Анчутка смотрит на него расширенными глазами.
– Мы – как Ромео с Джульеттой… Они жили недолго, не слишком счастливо, но умерли все равно в один день…
– Пей, – говорит Даг.
– А ты?
– Я – сразу же за тобой.
Анчутка судорожно опрокидывает стаканчик в себя: морщится, трясет головой:
– Фу… гадость какая…
Даг так же, залпом, выпивает свою порцию. Ну не гадость, конечно, но вкус неприятный – химический, с резкой медицинской отдушкой.
– Ложись, – говорит он.
Анчутка вытягивается на диванчике. А Даг опускается в кресло, расположенное вплотную.
Кабина узкая и тесная, как купе.
– Дай руку, – говорит Даг. Сжимает ее теплые, слабые пальцы, чуть влажные от волнения. – Вот так… И не отпускай. Что бы ни случилось, что бы ни происходило – не отпускай.
– Ладно, не отпущу… И что дальше?
Даг некоторое время молчит.
– Прикрой глаза.
– Прикрыла…
– Помнишь, что сказал Гагарин за минуту до старта?
Анчутка тоже некоторое время молчит.
Вдруг – нервно вздыхает:
– И что он сказал?
– Поехали…
Олег Комаров погиб поздним вечером четвертого декабря, когда возвращался с выступления на одном из петербургских телеканалов. По официальной версии его сбила машина, видимо внедорожник, на перекрестке Мичуринской улицы и улицы Куйбышева.

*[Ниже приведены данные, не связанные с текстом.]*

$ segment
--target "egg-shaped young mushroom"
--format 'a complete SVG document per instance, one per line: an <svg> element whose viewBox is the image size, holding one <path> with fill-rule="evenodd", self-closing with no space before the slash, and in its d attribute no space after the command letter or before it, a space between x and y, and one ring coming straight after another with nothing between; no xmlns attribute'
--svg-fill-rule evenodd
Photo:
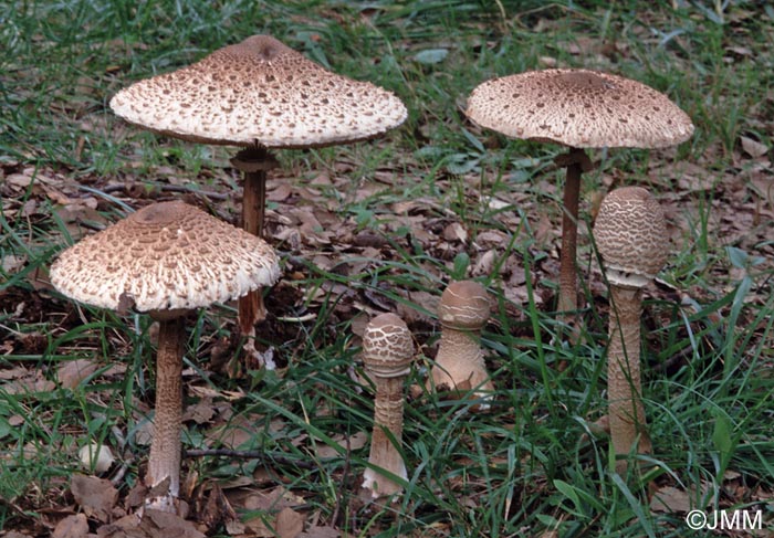
<svg viewBox="0 0 774 538"><path fill-rule="evenodd" d="M580 176L593 168L583 148L662 148L693 134L690 117L662 93L637 81L588 70L530 71L480 84L468 117L512 138L568 146L559 252L557 312L577 310L576 244Z"/></svg>
<svg viewBox="0 0 774 538"><path fill-rule="evenodd" d="M402 319L395 314L380 314L370 320L363 335L363 365L375 386L376 395L374 432L363 488L373 498L402 490L389 474L407 479L406 464L398 446L404 431L404 384L412 359L414 340Z"/></svg>
<svg viewBox="0 0 774 538"><path fill-rule="evenodd" d="M51 283L67 297L113 310L134 307L159 323L145 483L169 485L147 507L175 511L179 495L185 315L271 285L279 275L276 255L262 239L182 202L132 213L65 250L52 265Z"/></svg>
<svg viewBox="0 0 774 538"><path fill-rule="evenodd" d="M270 35L253 35L199 62L136 82L111 99L125 120L195 143L243 146L243 228L262 235L270 149L316 148L377 137L399 126L406 106L369 82L327 71ZM240 328L263 319L258 293L239 302Z"/></svg>
<svg viewBox="0 0 774 538"><path fill-rule="evenodd" d="M478 282L452 282L441 294L438 319L441 340L430 370L432 387L453 393L474 390L474 395L491 399L494 384L487 371L481 330L491 314L487 288ZM485 410L488 404L477 405Z"/></svg>
<svg viewBox="0 0 774 538"><path fill-rule="evenodd" d="M642 288L667 262L669 249L661 207L640 187L609 192L594 224L594 240L610 285L607 392L610 441L625 457L652 451L647 432L640 381ZM616 470L625 473L620 458Z"/></svg>

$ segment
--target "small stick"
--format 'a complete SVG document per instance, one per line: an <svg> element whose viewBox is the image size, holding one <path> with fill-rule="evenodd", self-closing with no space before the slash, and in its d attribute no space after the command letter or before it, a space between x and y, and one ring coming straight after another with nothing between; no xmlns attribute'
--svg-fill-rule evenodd
<svg viewBox="0 0 774 538"><path fill-rule="evenodd" d="M182 452L182 457L201 457L201 456L228 456L228 457L242 457L245 460L261 460L266 461L269 457L263 451L236 451L231 449L191 449ZM295 465L301 468L317 468L317 465L310 462L303 462L300 460L291 460L290 457L273 456L271 461L276 462L281 465Z"/></svg>

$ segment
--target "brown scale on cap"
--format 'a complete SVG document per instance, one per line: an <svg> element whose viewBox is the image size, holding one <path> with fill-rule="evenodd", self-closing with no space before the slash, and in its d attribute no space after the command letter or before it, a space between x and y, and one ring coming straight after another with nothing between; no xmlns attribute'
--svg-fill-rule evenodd
<svg viewBox="0 0 774 538"><path fill-rule="evenodd" d="M605 261L607 278L641 286L667 263L667 224L661 207L641 187L608 193L594 223L594 239Z"/></svg>
<svg viewBox="0 0 774 538"><path fill-rule="evenodd" d="M375 138L407 117L393 93L332 73L269 35L253 35L178 71L139 81L111 99L139 127L203 144L244 146L231 159L244 173L242 226L263 234L272 148L312 148ZM239 299L240 331L254 354L262 296Z"/></svg>
<svg viewBox="0 0 774 538"><path fill-rule="evenodd" d="M182 202L148 205L64 251L51 282L81 303L140 312L231 300L279 277L260 238Z"/></svg>
<svg viewBox="0 0 774 538"><path fill-rule="evenodd" d="M652 452L640 382L642 288L667 262L663 212L640 187L609 192L594 224L594 239L610 283L607 392L610 442L619 456ZM626 473L625 458L616 471Z"/></svg>
<svg viewBox="0 0 774 538"><path fill-rule="evenodd" d="M484 82L468 116L506 136L575 148L661 148L693 134L688 115L642 83L585 70L531 71Z"/></svg>
<svg viewBox="0 0 774 538"><path fill-rule="evenodd" d="M556 309L574 325L578 308L576 243L583 148L662 148L688 140L693 124L669 98L637 81L587 70L530 71L487 81L468 99L468 117L506 136L571 148L563 197Z"/></svg>
<svg viewBox="0 0 774 538"><path fill-rule="evenodd" d="M64 295L112 309L134 305L159 321L145 476L155 493L144 507L178 509L185 314L273 284L279 272L262 239L182 202L148 205L71 246L52 265L51 282Z"/></svg>
<svg viewBox="0 0 774 538"><path fill-rule="evenodd" d="M468 392L491 398L494 384L490 379L481 349L481 329L490 316L491 302L487 288L478 282L452 282L441 294L438 318L441 321L441 341L436 363L430 371L437 390ZM474 410L485 410L487 404Z"/></svg>
<svg viewBox="0 0 774 538"><path fill-rule="evenodd" d="M406 107L369 82L332 73L269 35L253 35L111 99L129 123L197 143L307 148L372 138Z"/></svg>
<svg viewBox="0 0 774 538"><path fill-rule="evenodd" d="M404 379L414 359L414 340L406 324L395 314L381 314L370 320L363 335L363 363L376 387L374 432L363 488L374 498L393 495L401 486L378 468L406 479L406 464L393 444L400 443L404 431ZM389 435L387 434L389 432Z"/></svg>

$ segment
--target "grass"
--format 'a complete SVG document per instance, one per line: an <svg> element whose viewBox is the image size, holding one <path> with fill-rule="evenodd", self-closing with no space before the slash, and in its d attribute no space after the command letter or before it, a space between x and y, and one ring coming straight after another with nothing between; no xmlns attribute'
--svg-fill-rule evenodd
<svg viewBox="0 0 774 538"><path fill-rule="evenodd" d="M84 472L76 452L88 440L116 454L107 476L121 472L122 495L147 456L153 325L73 305L45 285L45 267L145 198L178 196L165 186L227 194L209 207L237 214L233 148L142 133L115 118L107 99L258 32L390 88L410 112L375 143L280 152L276 183L299 196L270 205L285 278L266 297L273 317L261 338L282 368L227 375L241 346L228 306L189 325L186 355L189 408L213 411L186 422L186 447L265 457L186 458L197 484L220 482L243 518L269 524L282 503L250 509L236 493L281 484L295 510L353 536L705 536L678 509L651 510L650 481L698 492L710 510L763 509L771 521L771 162L746 155L740 137L772 146L774 13L754 2L673 3L6 2L0 529L43 535L56 523L48 509L72 504L69 477ZM592 433L606 411L607 308L587 236L584 333L576 345L553 339L562 173L552 158L561 149L482 131L462 114L480 82L552 64L640 80L697 125L677 149L595 151L600 170L583 187L585 220L611 184L641 183L672 228L674 252L644 320L656 449L645 477L611 473L607 442ZM698 175L713 178L712 189ZM140 188L112 188L127 182ZM299 228L292 211L311 211L332 232L306 230L294 243L280 233ZM421 387L438 340L432 299L461 277L484 282L496 303L482 340L498 388L492 412L412 391L406 494L364 505L356 488L368 453L357 434L370 431L372 397L347 375L358 327L385 309L404 316L421 351L409 383ZM312 320L279 319L306 314ZM61 369L75 359L98 369L65 387Z"/></svg>

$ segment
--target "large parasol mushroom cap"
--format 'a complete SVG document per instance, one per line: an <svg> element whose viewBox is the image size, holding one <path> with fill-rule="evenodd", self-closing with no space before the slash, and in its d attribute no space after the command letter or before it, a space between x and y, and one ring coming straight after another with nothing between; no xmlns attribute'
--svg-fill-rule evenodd
<svg viewBox="0 0 774 538"><path fill-rule="evenodd" d="M575 148L661 148L688 140L691 118L642 83L587 70L530 71L487 81L469 118L512 138Z"/></svg>
<svg viewBox="0 0 774 538"><path fill-rule="evenodd" d="M369 82L332 73L269 35L253 35L111 99L127 122L196 143L307 148L373 138L406 106Z"/></svg>
<svg viewBox="0 0 774 538"><path fill-rule="evenodd" d="M200 308L276 282L262 239L186 203L148 205L64 251L51 283L92 306L139 312Z"/></svg>
<svg viewBox="0 0 774 538"><path fill-rule="evenodd" d="M594 239L610 284L642 287L667 263L663 211L641 187L610 191L599 207Z"/></svg>

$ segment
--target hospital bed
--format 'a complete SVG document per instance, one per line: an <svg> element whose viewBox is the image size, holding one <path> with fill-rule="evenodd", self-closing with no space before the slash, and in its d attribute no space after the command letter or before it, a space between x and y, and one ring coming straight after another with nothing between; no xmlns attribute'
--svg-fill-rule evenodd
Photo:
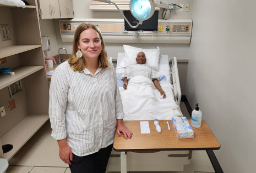
<svg viewBox="0 0 256 173"><path fill-rule="evenodd" d="M118 54L117 67L118 67L124 56L123 53ZM171 84L170 87L173 92L172 99L177 105L179 105L181 92L177 60L175 57L172 59L171 68L170 67L168 55L160 55L159 70L160 75L160 83L165 91L166 89L166 86L162 85L166 84L166 82ZM123 84L122 81L120 80L120 76L122 71L117 69L116 72L119 89L122 90ZM180 111L179 108L178 110ZM127 152L127 171L182 171L184 165L190 163L192 151L168 151L146 153ZM107 171L120 171L120 152L113 149Z"/></svg>

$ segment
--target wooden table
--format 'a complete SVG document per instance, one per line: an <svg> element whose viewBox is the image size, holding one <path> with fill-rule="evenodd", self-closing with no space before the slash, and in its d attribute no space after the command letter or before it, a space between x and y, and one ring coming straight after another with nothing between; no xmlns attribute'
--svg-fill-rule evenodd
<svg viewBox="0 0 256 173"><path fill-rule="evenodd" d="M167 120L159 120L162 132L156 131L154 120L148 120L150 134L140 133L140 120L124 121L124 124L133 132L132 139L126 140L123 134L121 137L117 133L115 137L113 148L121 152L121 173L127 172L126 152L141 152L167 150L216 150L220 148L220 144L209 128L202 120L201 126L192 127L194 131L193 139L178 139L171 120L169 122L171 131L168 130ZM191 120L188 121L191 124Z"/></svg>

Сразу скажу, официальной версии я не верю. Через пару дней после трагического происшествия я специально съездил на это место: в одиннадцать вечера, точнее – в начале двенадцатого, обе улицы, и так-то транспортом не перегруженные, абсолютно пустынны; мчащийся внедорожник, даже если он сильно превысил скорость, можно было бы заметить за километр. Это был специальный наезд. Кстати, и машину, совершившую его, тоже не обнаружили. Никаких доказательств у меня, разумеется, нет: смутные догадки, предположительные умозаключения.
Мы с Олегом учились в одной школе, два года сидели за одной партой, у большого окна, из которого видны были ворота Новой Голландии. На контрольных списывали друг у друга. Предполагалось, что мы – друзья на всю жизнь. Однако в дальнейшем пути наши, как водится, разошлись: я поступил на исторический факультет, он – на факультет журналистики. После окончания университета мы не виделись лет пятнадцать и даже особо друг о друге не вспоминали, пока не столкнулись случайно на мероприятии, посвященном юбилею Октябрьской революции – я в этот период как историк был очень востребован. Обрадовались, конечно; Олег стал иногда ко мне забегать, напечатал в двух популярных журналах пару довольно обширных моих интервью, откликнулся интересной рецензией на мою книгу «Февраль и Октябрь». Он к тому времени уже перешел на фриланс, приобрел некоторую известность: его блог «Тень истории» имел двадцать с чем-то тысяч подписчиков.